Hertz and Roberts started their business three weeks ago. In those three weeks, they’ve had amazing success. In the first day they had posters up, they received nearly a dozen calls from students. Despite not having backgrounds in business, the two gladly accepted the challenges of starting up such an in-demand service.

Hertz and Roberts experienced such a high demand because of the lack of any other hardware repair service on campus. The IT Center itself only provides software fixes: Hertz surmised that this was because of the increased liabilities faced by repair services. Hertz and Roberts do make customers sign a release of liability, yet they also want to build a higher level of trust.

“Sometimes it’s hard. People say, ‘How can I trust you?’ Really, it’s you trust us or you don’t, it’s the same thing as anything else. ” said Hertz.

This, Hertz noted, was the only real challenge that they expect to face.

Becoming directly affiliated with or sponsored by the school could solve the problem of community trust. Hertz and Roberts have already engaged in conversation with the University toward this end.

“We’re going to try to get a sponsorship with them. We’ve talked with people in the Ain Center for Entrepreneurship in the Simon School,” Hertz said.

The Ain Center for Entrepreneurship seeks to “identify and create new partnerships with students, alumni, local businesses, and nonprofit organizations.”

One program of the Ain Center that the two wish to look into is the “Student Incubator.” Such a move would allow them to develop a more-permanent structure to Campus Tech Repair. The Incubator provides resources such as furnished office space, Wi-Fi, access to conference room, and guidance. Yet, there’s a problem with this.

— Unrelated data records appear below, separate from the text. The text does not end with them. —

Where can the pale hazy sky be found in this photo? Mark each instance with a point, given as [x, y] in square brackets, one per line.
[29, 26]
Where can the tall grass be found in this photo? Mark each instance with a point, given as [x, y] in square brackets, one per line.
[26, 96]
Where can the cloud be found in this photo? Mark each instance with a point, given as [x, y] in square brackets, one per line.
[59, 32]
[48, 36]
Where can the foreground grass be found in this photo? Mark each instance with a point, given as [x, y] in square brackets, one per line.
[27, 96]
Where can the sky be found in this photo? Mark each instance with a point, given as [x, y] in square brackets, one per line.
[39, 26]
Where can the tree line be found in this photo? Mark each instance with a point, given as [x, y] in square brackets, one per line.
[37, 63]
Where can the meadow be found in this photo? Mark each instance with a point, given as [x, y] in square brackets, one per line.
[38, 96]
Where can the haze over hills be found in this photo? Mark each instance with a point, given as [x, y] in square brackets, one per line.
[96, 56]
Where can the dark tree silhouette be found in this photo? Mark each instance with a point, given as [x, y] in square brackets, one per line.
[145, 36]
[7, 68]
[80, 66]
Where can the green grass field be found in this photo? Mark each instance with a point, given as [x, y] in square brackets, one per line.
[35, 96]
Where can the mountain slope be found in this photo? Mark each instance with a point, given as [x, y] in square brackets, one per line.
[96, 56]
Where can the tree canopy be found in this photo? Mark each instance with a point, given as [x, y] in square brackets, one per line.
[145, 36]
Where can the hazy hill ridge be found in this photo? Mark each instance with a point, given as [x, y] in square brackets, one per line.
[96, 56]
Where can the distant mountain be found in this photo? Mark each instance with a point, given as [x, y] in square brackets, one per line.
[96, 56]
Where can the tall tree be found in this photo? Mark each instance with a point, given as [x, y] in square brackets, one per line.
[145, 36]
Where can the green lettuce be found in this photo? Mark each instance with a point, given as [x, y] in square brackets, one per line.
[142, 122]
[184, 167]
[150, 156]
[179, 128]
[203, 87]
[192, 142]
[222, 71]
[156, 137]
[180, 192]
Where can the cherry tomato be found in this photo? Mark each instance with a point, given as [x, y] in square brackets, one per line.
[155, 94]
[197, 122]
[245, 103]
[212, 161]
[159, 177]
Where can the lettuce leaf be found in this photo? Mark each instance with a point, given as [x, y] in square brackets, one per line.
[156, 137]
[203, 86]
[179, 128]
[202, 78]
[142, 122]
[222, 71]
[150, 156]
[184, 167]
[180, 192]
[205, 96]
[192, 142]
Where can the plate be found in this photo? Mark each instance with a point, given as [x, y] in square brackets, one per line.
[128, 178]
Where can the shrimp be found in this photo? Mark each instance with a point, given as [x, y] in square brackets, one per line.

“The appeal of what we do is that we’re on campus, so we both just work out of our rooms,” Hertz said.

The main selling point of their service is its convenience, as well as the relatively low price. Many students have neither the time nor the means to visit a phone repair service in a store, in addition to the problem of cost. For them, Campus Tech Repair is the desired alternative.

Hertz is optimistic about the future of the business. The two partners dream of expanding the scope of their operation to include more students, and be able to meet all student hardware needs. They’ve even received requests to repair a Playstation, in addition to their specialties of computer and smartphone repair. They believe that with the support of the University, and the community, they could become an integral part of campus services.